Infinita sed
roger miguel crespo amaya
Escuchó
la pregunta. Hizo un gesto afirmativo. Bebió acosada por la infinita sed y el abandono
de su cuerpo.
La
música aún danzaba en sus oídos y la hacía moverse con alto genio sensual. Era
tarde y el bar estaba repleto: todos, alegres de bebida en mano y problemas en casa.
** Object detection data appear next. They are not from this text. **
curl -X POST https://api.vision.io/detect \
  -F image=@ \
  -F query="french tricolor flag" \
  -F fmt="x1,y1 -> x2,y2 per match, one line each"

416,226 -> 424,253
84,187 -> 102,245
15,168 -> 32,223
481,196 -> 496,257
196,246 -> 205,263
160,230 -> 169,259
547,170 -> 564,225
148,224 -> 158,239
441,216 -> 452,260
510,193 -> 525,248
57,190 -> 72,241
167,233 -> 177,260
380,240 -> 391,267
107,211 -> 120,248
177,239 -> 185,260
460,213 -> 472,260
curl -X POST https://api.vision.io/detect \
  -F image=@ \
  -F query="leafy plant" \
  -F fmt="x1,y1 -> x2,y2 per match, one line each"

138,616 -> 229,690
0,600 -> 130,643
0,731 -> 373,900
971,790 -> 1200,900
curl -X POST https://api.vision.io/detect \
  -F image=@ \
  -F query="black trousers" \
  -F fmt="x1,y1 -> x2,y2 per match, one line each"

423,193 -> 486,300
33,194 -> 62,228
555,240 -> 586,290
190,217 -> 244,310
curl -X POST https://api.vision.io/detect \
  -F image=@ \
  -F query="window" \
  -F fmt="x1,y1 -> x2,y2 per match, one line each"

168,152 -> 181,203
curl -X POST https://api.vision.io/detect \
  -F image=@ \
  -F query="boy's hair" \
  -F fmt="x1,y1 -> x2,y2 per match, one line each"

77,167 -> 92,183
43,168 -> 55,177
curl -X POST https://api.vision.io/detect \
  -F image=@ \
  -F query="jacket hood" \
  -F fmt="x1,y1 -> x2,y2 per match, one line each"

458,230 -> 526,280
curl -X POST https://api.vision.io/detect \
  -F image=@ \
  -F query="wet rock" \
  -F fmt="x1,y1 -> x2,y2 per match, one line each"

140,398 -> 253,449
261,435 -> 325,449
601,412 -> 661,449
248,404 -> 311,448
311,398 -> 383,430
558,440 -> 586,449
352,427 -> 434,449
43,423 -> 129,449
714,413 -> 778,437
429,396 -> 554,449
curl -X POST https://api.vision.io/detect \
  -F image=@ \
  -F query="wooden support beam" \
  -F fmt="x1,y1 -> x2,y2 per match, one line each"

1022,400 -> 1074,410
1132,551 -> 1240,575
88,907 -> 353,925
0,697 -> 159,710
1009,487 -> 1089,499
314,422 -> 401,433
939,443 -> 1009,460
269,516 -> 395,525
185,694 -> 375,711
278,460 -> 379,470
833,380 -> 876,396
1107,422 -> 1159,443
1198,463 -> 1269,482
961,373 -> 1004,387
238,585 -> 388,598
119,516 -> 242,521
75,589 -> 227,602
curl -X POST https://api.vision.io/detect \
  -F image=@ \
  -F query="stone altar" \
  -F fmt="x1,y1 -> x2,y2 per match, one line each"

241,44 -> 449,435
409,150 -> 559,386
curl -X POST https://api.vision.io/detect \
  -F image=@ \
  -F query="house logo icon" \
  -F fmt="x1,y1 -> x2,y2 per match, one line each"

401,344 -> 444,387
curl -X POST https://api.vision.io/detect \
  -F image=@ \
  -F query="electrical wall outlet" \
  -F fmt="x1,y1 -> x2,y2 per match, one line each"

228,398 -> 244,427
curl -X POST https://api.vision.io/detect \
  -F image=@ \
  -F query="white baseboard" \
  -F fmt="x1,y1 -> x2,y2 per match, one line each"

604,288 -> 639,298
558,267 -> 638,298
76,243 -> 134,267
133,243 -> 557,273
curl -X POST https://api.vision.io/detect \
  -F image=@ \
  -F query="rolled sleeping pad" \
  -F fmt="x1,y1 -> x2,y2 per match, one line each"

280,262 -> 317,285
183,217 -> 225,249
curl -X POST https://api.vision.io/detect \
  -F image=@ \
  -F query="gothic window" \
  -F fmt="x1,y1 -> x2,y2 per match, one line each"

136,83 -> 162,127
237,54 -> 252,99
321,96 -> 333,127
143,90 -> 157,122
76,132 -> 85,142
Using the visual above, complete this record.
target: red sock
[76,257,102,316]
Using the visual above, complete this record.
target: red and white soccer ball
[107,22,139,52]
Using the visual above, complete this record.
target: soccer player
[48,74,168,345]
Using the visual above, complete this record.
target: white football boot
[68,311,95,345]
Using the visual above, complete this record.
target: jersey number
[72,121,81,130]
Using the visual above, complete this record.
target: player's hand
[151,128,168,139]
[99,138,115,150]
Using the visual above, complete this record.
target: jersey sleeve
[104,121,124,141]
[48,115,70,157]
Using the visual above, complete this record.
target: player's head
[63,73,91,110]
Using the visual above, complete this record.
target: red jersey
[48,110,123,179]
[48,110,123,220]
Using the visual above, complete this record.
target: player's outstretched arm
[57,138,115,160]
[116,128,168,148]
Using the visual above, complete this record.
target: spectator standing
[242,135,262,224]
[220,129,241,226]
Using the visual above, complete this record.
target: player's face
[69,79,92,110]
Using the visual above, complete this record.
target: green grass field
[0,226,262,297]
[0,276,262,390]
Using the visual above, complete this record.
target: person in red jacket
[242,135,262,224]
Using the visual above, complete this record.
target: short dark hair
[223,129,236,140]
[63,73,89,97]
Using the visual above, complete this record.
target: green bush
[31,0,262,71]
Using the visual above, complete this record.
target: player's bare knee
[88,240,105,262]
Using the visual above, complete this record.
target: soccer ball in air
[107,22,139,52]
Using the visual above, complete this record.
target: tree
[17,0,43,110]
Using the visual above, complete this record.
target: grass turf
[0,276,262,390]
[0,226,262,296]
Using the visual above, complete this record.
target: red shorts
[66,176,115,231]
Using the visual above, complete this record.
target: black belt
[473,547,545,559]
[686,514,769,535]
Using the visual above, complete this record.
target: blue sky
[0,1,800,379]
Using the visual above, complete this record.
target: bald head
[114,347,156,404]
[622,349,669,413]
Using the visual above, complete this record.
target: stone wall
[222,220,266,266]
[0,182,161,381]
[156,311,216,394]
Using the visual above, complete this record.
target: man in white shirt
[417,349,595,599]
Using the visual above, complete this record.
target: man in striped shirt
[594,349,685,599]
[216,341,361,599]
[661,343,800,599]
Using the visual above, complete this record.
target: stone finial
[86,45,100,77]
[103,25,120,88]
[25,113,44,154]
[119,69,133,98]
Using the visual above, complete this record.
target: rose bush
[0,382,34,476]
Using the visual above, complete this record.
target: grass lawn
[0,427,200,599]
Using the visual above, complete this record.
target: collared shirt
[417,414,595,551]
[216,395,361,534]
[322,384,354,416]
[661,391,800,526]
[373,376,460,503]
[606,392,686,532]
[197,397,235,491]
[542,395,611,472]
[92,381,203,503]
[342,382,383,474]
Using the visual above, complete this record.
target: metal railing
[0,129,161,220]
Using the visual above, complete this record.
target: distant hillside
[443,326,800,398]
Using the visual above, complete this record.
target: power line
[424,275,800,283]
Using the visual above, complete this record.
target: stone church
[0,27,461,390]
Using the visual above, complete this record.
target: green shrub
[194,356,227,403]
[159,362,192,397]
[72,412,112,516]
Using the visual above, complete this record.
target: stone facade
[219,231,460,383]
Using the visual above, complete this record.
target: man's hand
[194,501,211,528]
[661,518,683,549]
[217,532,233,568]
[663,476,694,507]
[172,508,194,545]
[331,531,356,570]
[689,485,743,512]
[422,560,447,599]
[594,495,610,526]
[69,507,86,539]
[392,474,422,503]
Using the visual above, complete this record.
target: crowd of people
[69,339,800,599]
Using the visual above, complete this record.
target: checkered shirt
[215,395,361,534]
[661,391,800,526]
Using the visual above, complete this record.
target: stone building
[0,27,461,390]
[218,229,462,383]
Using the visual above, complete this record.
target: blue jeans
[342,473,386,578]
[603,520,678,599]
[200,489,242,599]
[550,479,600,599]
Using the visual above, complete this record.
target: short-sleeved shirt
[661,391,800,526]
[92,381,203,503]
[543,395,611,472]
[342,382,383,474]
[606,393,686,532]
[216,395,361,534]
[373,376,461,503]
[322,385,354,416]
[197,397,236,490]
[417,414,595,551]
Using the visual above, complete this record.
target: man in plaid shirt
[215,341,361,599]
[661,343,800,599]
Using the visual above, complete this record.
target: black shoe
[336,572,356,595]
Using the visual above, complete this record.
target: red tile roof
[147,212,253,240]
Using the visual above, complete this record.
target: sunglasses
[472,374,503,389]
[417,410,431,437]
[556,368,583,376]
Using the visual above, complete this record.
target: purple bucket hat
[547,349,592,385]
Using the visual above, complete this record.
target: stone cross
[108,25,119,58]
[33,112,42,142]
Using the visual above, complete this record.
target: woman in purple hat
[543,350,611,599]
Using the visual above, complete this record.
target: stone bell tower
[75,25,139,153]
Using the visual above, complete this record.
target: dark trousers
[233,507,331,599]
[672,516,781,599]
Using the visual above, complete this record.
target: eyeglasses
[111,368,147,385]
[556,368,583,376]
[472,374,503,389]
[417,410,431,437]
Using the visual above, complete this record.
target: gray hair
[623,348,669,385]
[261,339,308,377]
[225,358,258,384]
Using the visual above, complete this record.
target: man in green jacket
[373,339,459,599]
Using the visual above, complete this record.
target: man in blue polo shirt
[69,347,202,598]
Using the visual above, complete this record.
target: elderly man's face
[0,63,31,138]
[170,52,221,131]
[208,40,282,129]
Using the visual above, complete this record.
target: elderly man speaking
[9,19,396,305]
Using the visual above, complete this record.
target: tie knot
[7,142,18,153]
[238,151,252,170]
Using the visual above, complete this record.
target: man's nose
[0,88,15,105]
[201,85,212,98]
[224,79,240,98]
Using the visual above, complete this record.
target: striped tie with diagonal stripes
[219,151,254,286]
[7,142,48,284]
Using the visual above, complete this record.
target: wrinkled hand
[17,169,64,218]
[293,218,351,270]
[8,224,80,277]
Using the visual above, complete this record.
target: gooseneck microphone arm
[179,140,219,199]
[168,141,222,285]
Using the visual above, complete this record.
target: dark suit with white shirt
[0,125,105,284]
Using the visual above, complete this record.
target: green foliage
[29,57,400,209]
La música perfecta y su irrupción a nadie sedujo. Enfiló directo a la barra,
humillada como estaba en ese momento. El barman la recibió con una sonrisa sin
dejar de asombrarse por su blanco rostro y por el blanco del vestido. Esperando
el trago se sorprendió, algo había sucedido, era su naturaleza haber contestado
a tal insulto con violencia. Pero era su instinto. No me engañaré más, ni a
nadie, se dijo. El trago le fue entregado con una sonrisa, esta última, gratis.
No pudo corresponderla, pagó y volteó pasando la vista por todo el local. El
dulzor de la copa aceleraba los tragos. Con cada uno se sentía más fuerte. El
miedo iba opacándose y ella buscaba sin saber realmente que quería encontrar.
De a
poco fue encontrando una paz como si realmente fuese feliz. La tercera copa y
algo dijo el barman, ella dijo que sí, que lo necesitaba. La sonrisa perdida le
asaltó el rostro y a su mente entregada a la lucha. Nada tenía que ver con la
sonrisa del barman. Se sentía estúpida, reía y miraba, a ella también la
miraban desde el lado opuesto de la barra. Pensaba en cómo hasta aquel momento
había sido sometida su mente por su amante.
Y se
dio cuenta que era observada, y una copa se alzó en invitación. Imitó el gesto
pero fue incapaz de moverse, su resignación y cobardía la colmaban de terror,
ciertos aspectos de su naturaleza habían llegado a convencerla de los puntos
débiles y la sumisión de voluntad que poseía.
Pidió
una más y del lado opuesto se dirigieron hacia ella. ¿Bailamos? Aceptó y se
puso en pie. En la pista la gente bailaba de cabezas. Ella se sentía blanca
como el vestido. El miedo fue devorado por el alcohol. En ocasiones flotó, en
otras perdía el equilibrio, pero ahí estaba, danzando, en una danza prohibida.
Y la miraba y olía y escuchaba su respiración, y reía y sabía que ya no estaba
en el sitio mustio de siempre, era superior, real. Se tocaban de cuerpo, se
sentían de alma y el beso llegó, intenso.
Sintió
que caía. Con dolor. Supo que eran las mismas bofetadas que tanto daño le
hicieron, seguidas de los insultos que, por mucho tiempo, habían sometido a su
mente.
Desde
el suelo miraba un punto fijo buscando equilibrio. El vestido iba dejando de
ser blanco para tornarse en colores indescifrables. Con trabajo logró ponerse
en pie. Salió trastabillando.
En
la calle miró a ambos lados. Caminó en busca de algún rumbo ¡Párate! No se
detuvo. Los párate se iban escuchando
más enérgicos.
—¡Párate!—y
con él una oscuridad absoluta.
La
luz la cegaba y sentía cómo la sed anudaba su garganta.
—Agua…
Alguien
dijo:
—Enfermera
corre, se está despertando.
El
rostro del barman llegó a su mente esta vez sin mostrar aquellas variaciones de
sonrisa, solo clamaba por la ambulancia: «¡Se muere! ¡Se muere!».
La
alcanzaban los recuerdos de aquel tono, por años, sometedor: «Eres una mierda,
tortillera». Le había gritado
—Agua.
—Pidió al suave rostro que la miraba.
—¿Recuerdas
qué sucedió?
Escuchó
la pregunta en la leve confusión y solo hizo un gesto afirmativo.